Ele estava examinando a sala quando Gray o agarrou, encarou-o intensamente e sussurrou algo no seu ouvido. Jack pareceu momentaneamente chocado.
E, então, o repórter disse:
- E agora é oficial. Jack Walker venceu a eleição para governador por uma pequena margem de...
Callie gritou de alegria enquanto a sala explodia ao seu redor. As pessoas soltavam gritos de vitória e todos começaram a se abraçar. Ela perdeu Jack na confusão, mas só podia imaginar como ele se sentia.
Ele tinha ganhado. Tinha conseguido.
Balões azuis e brancos começaram a cair do teto e ela se apoiou na parede, com um sorriso tão largo que seus lábios começaram a doer. Uma música começou a sair dos alto-falantes, e, então, Gray e Cookie empurraram Jack para o palco. Ele parecia estar lutando com eles e virando o pescoço enquanto flashes de câmeras o atingiam de todos os cantos.
Quando Jack ficou à vista de todos, a sala ficou em completo silêncio. Todo mundo queria ouvir as primeiras palavras do governador.
Quando ele se aproximou do microfone, alguém gritou:
- O que tem a dizer, governador?
Jack sorriu.
- Alguém viu minha esposa?
Houve risadas e as pessoas começaram a procurá-la.

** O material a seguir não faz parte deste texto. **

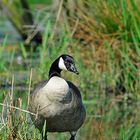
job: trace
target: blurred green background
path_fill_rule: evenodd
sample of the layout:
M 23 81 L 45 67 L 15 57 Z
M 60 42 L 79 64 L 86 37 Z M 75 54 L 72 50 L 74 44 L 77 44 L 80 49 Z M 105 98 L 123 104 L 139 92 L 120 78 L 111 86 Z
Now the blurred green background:
M 87 111 L 77 140 L 140 139 L 139 6 L 138 0 L 1 0 L 0 139 L 41 139 L 24 110 L 62 53 L 76 60 L 80 75 L 62 76 L 80 88 Z

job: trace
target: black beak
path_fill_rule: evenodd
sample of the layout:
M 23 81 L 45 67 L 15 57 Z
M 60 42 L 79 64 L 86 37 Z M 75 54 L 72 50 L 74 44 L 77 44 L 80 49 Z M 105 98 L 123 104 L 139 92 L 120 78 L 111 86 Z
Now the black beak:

- Ela está aqui! – um homem ao lado de Callie disse, apontando sobre a cabeça dela.
A multidão lhe abriu passagem, e assim que ela começou a andar até o palco, Jack pulou da plataforma e foi até ela, chutando vários balões no caminho.
Eles se encontraram no meio da sala e ele pôs os braços ao seu redor, recebendo a aprovação entusiasmada da plateia.
- Não teria conseguido sem você – ele disse no ouvido dela.
- Estou tão orgulhosa. Sabia que você conseguiria! E desculpe pelo atraso, eu...
- Esqueceu de olhar o relógio? – ele terminou, indulgente.
Ela assentiu, tentando não chorar de tanta alegria.
As pessoas ainda estavam aplaudindo quando ele lhe deu um beijo apaixonado.
O resto da noite passou em um borrão frenético. Houve uma festa logo depois do resultado da eleição, mas Jack e Gray passaram a maior parte do tempo falando com a imprensa. Já eram duas da manhã quando Callie e Jack voltaram para Buona Fortuna.
Quando entraram no Quarto Vermelho, Jack abanou a cabeça.
– Acho que todo mundo vai ter que me chamar de governador agora – ele disse, como se ainda estivesse chocado.
Callie se aproximou dele. Jack estava sorrindo daquele jeito ligeiramente torto que reservava para ela.
- Bem, governador, tenho outro título pra você – ela colocou a mão dele sobre sua barriga. – O que acha de “papai”?
Jack congelou e então quase caiu pra trás.
- Callie?
- Sim – ela riu baixinho quando ele pareceu derreter na frente dela. Encanto, amor e alegria passaram pelas feições sérias dele.
Quando ele tomou seu rosto gentilmente e a beijou, Callie perguntou:
- Se for uma menina, podemos chamá-la de Anne?